Cari you odd duck where on earth do you find these things?! Interesting as they are I think your genre of literature might deviate slightly from my own. Although I’m sure it’s a fascinating book about a very strange man… who would want to have sex with loud music announcing what one was doing? And how do you get in and out of a notorious building without catching notice? The guy kinda sounds like a creep.
Lydia: I shall definately get your book and let you know my thoughts. Graham sounds like a first rate ecentric and they always fascinate me.
I think I read a review about “Wedlock” I’ll have to look it up. I’m thinking it’s the one where her awful husband dies leaving her rich and then she stupidly marries this penniless jerk who tortures her and she has to petition a divorce from the courts? It caught my eye because the name Stathmore…One of my characters is the Duke of Strathmore and he’s quite wicked! I’ll look it up.
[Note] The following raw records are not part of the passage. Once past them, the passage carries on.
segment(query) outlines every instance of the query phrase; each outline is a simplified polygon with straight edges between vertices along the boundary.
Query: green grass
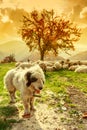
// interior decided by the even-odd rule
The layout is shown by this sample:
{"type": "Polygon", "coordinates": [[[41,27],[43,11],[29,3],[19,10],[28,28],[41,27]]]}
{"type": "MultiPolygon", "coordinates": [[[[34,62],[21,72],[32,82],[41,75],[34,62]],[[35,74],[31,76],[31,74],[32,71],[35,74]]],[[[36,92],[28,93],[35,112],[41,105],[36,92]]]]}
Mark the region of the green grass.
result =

Charity-Esperity: You should know by now that I love the real weird and bizarre. You’ve met some of my family! I have to admit that image of the bed making noise during various stages of exertions has been haunting me as well…I have this image in my head of the men (to assuage their egos) jumping up and down on the bed to make the pipes play loud and long…and then exhausted make love on the floor or just fall exhausted into the bed and fall asleep…I mean what man would want it whispered abroad that when he used The Celestial Bed it whimpered and then faded with a short sickly moan?
To Lydia, I’ve ordered your book as my birthday present! I look forward to reading it! 🙂
Love your posts! But I was trying to add your RSS feed and your posts were coming up cut off. Know how I can fix that?